Those of us in the e-discovery industry recall that 2012 was declared the “year of predictive of coding.” Despite a similar prediction for 2013, many of us assumed predictive coding would continue to be the focus for corporate clients and become further engrained in legal culture. However, even though adoption rates seemed to level off and widespread usage remains relatively low, several software companies are continuing to develop the next iteration of predictive coding technology for the discovery process. As it stands, even though we are many years away from artificial intelligence replacing virtually all of the human labor involved in the review process, it is likely that 2014 will mark another defining moment in the evolution of predictive coding.
Cost considerations aside, the perceived difficulty of use is a legitimate barrier in the market. Even though there is strong support for predictive technology in some legal circles, many of these lawyer-advocates already have a good understanding of technology and are outliers, constituting a discreet minority in the profession. Attendees of e-discovery conferences will note that the audience is often very homogenous. This is not a mere coincidence; it reflects the reality that e-discovery remains a niche practice, tangential to the merits of the case, and interest in the topic to the Bar, in general, is limited. Naturally, e-discovery advocates will argue this is a myopic view by our colleagues, as the impact of e-discovery on the litigation process (and litigation budgets) cannot be overstated.

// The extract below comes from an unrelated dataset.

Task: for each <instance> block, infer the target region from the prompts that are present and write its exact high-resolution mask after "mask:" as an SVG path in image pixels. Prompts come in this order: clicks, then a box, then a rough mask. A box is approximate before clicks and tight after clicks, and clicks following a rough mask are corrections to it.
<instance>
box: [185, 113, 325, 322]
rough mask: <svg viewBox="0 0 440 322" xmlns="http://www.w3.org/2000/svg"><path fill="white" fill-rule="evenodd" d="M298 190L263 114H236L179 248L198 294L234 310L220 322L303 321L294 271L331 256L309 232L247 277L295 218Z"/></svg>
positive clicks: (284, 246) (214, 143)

Nonetheless, if predictive coding is to become standard practice, it must be more accessible to the majority of professionals who aren’t interested in calculating recall and precision or don’t know their confidence interval from their correlation coefficient.
In order to take predictive coding beyond a mere culling tool, it is critical that it is combined with other technologies and search methodologies to become more intuitive and subsequently more useful to the user. Of course, in order for this approach to succeed, it must first defeat a point of view that is widespread in the market: The idea that random sampling is the only way to generate a training set for predictive coding.
The argument for using only random sampling to generate the initial data seed set for predictive coding is often based on an assumption that the best results are unbiased. However, by treating the discovery process like a science experiment, litigators and vendors ignore the presence of bias that occurs naturally — though not through traditional processes. By basing a search on preexisting information, rather than randomly looking through all the information, users are able to find the information they’re looking for more efficiently, cutting down time and costs of the process. This is not to say that a degree of randomness in the search process is not helpful, but relying on nothing but random sampling only creates a false sense of statistical certainty that cab belie the complexity of the data management process that is influenced by outside factors. Outside counsel and legal departments must stop buying vendor claims that are based on lab work in favor of solutions that reflect real life needs and scenarios.